Tiago Caeiro

Personal information
- Full name: Tiago David Janeiro Caeiro
- Date of birth: 29 March 1984 (age 42)
- Place of birth: Vila Franca de Xira, Portugal
- Height: 1.92 m (6 ft 4 in)
- Position: Forward

Team information
- Current team: União Santarém (assistant)

Youth career
- 1993–1995: Vilafranquense
- 1995–1998: Benfica
- 1998–2002: Vilafranquense

Senior career*
- Years: Team / Apps / (Gls)
- 2002–2004: Villafranquense / 57 / (8)
- 2004–2005: Carregado
- 2005–2006: Estrela Vendas Novas
- 2006: Atlético Cacém
- 2006–2009: Operário / 44 / (9)
- 2009–2010: Juventude Évora / 21 / (6)
- 2010–2012: Atlético / 49 / (17)
- 2012–2018: Belenenses / 122 / (28)
- 2019–2020: Fátima / 20 / (2)
- 2020–2021: Oriental Dragon / 12 / (1)

Managerial career
- 2021: B-SAD U23 (assistant)
- 2022: B-SAD (assistant)
- 2022–2023: Amora (assistant)
- 2023–: União Santarém (assistant)

= Tiago Caeiro =

Portuguese footballer (born 1984)

Tiago David Janeiro Caeiro (born 29 March 1984) is a Portuguese former professional footballer who played as a forward, currently assistant manager of União de Santarém.

==Playing career==
===Early years===
Born in Vila Franca de Xira, Lisbon District, Caeiro played in the lower leagues until the age of 27. In the 2010–11 season, he scored 11 goals for Atlético Clube de Portugal to help the club return to the Segunda Liga after a lengthy absence (13 in all competitions), then proceeded to net a further six in ten games to kickstart the following campaign.

===Belenenses===
Caeiro signed for neighbouring C.F. Os Belenenses in the summer of 2012, contributing 13 goals in 30 matches as his team returned to the Primeira Liga after three years. He made his debut in the Portuguese top flight on 21 September 2013, aged 29, playing 60 minutes in a 1–0 home win against C.S. Marítimo.
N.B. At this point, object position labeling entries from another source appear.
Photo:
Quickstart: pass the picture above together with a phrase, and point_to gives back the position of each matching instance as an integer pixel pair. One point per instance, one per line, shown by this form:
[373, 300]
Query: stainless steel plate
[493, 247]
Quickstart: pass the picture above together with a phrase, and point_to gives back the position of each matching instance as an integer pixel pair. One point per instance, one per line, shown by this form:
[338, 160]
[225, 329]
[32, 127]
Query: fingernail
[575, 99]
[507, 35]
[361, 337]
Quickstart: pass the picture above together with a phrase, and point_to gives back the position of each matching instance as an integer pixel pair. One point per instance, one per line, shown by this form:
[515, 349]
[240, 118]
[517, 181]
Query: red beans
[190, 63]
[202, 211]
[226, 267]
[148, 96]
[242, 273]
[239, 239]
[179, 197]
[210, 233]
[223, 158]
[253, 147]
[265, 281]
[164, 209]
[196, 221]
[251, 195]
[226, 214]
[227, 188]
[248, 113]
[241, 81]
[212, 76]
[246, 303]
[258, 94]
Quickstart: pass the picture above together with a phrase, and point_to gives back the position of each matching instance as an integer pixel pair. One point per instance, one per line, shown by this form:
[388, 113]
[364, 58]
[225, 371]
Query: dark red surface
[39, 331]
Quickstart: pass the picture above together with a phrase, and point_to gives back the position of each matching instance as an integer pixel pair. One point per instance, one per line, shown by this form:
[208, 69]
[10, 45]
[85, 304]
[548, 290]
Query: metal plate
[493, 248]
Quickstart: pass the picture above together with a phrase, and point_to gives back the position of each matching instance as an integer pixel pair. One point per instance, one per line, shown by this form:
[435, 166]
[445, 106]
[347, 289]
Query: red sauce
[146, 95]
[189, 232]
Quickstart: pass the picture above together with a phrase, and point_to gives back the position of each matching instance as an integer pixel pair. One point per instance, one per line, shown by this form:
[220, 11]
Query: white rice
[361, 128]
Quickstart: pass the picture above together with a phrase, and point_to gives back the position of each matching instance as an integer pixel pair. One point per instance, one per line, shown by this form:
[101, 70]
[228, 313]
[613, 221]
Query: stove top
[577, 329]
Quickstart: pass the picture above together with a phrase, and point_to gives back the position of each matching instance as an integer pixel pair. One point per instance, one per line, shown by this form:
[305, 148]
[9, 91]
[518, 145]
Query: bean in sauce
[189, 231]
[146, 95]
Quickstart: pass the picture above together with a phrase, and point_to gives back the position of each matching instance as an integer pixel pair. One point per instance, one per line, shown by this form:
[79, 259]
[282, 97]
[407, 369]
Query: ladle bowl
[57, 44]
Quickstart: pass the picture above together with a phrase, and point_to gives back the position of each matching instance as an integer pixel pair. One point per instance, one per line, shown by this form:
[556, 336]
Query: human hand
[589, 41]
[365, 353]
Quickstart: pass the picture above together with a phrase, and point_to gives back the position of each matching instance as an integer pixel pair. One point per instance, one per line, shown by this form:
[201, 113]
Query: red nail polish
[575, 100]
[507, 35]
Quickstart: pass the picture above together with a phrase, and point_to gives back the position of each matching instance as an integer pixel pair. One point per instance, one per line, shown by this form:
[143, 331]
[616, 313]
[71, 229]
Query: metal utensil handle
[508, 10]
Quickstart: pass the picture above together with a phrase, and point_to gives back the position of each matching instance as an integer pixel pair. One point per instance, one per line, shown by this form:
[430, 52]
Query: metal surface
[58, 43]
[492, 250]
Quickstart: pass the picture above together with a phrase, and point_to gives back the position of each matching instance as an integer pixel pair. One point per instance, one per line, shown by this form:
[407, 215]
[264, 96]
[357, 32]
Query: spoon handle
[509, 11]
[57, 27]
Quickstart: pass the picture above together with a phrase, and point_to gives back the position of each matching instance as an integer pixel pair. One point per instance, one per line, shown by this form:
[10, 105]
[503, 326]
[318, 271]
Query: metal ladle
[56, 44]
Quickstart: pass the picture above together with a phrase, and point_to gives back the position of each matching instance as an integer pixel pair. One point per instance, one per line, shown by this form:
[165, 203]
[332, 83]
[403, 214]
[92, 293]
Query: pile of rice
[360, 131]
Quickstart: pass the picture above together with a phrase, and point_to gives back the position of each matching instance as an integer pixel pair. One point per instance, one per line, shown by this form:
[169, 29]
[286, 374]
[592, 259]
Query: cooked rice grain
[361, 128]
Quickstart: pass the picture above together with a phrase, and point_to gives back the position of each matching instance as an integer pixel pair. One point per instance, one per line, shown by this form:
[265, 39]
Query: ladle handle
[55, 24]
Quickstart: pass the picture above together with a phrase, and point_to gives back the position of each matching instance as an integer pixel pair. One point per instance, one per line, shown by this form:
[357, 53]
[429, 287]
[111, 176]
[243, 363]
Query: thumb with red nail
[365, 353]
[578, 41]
During a league fixture at Gil Vicente F.C. in April 2014, Caeiro suffered a thigh injury that nearly ended his career, but eventually recovered fully. On 17 May 2015 he scored his first goal of the season, the 1–1 home draw against FC Porto meaning that S.L. Benfica were automatically crowned champions after a goalless tie at Vitória de Guimarães.

Caeiro was used as a substitute during the better part of his spell at the Estádio do Restelo. He scored his only goal in the UEFA Europa League on 20 August 2015, in a 1–0 away victory over SC Rheindorf Altach in the play-off round.

===Fátima===
On 8 August 2019, the 35-year-old Caeiro joined C.D. Fátima of the Portuguese third division.

==Coaching career==
After retiring, Caeiro worked as assistant manager at B-SAD (under-23 and senior teams), Amora F.C. and União de Santarém.